Revised data show steady improvement but an economy still down 3 million jobs from before the pandemic. Similarly, Gross Domestic Product for the fourth quarter was 3 percent higher than pre-covid, but a big chunk of that was due to higher inventories, not actual consumption.

We seem to be looking at an economy that is different than before, but in ways we don’t quite understand. Are those 3 million people actually working but in ways we don’t measure? Are business inventories higher simply because Amazon operates more warehouses? In other words, are these developments now normal features of the economy going forward?

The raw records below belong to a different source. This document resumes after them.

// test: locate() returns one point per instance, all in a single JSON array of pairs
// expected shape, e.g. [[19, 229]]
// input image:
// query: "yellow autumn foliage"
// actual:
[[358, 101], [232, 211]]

The job data certainly suggest that a lot of markets have recovered as much as they’re going to, and big parts of the economy like healthcare and government haven’t added jobs at all in the last six months. Many of us believe that the pandemic will rapidly recede this year, with schools and restaurants getting back to normal, but we thought that last year too. We better consider the alternative, that large-scale circulation of covid will continue to interfere with economic and social interactions.

In this situation it makes sense to start measuring further economic progress from here on out rather than compared to before the pandemic. So we’ll report job growth every month compared to September 2021.

 Overall, then, jobs in January were up 1.6 percent, including 1.3 percent in construction, 1.2 percent in manufacture, 1.1 percent in retail, 1 percent in finance, 2.4 percent in business services, 0.5 percent in healthcare, and zero in government. Jobs at restaurants were up almost 4 percent, which still leaves them down 8 percent since the pandemic started.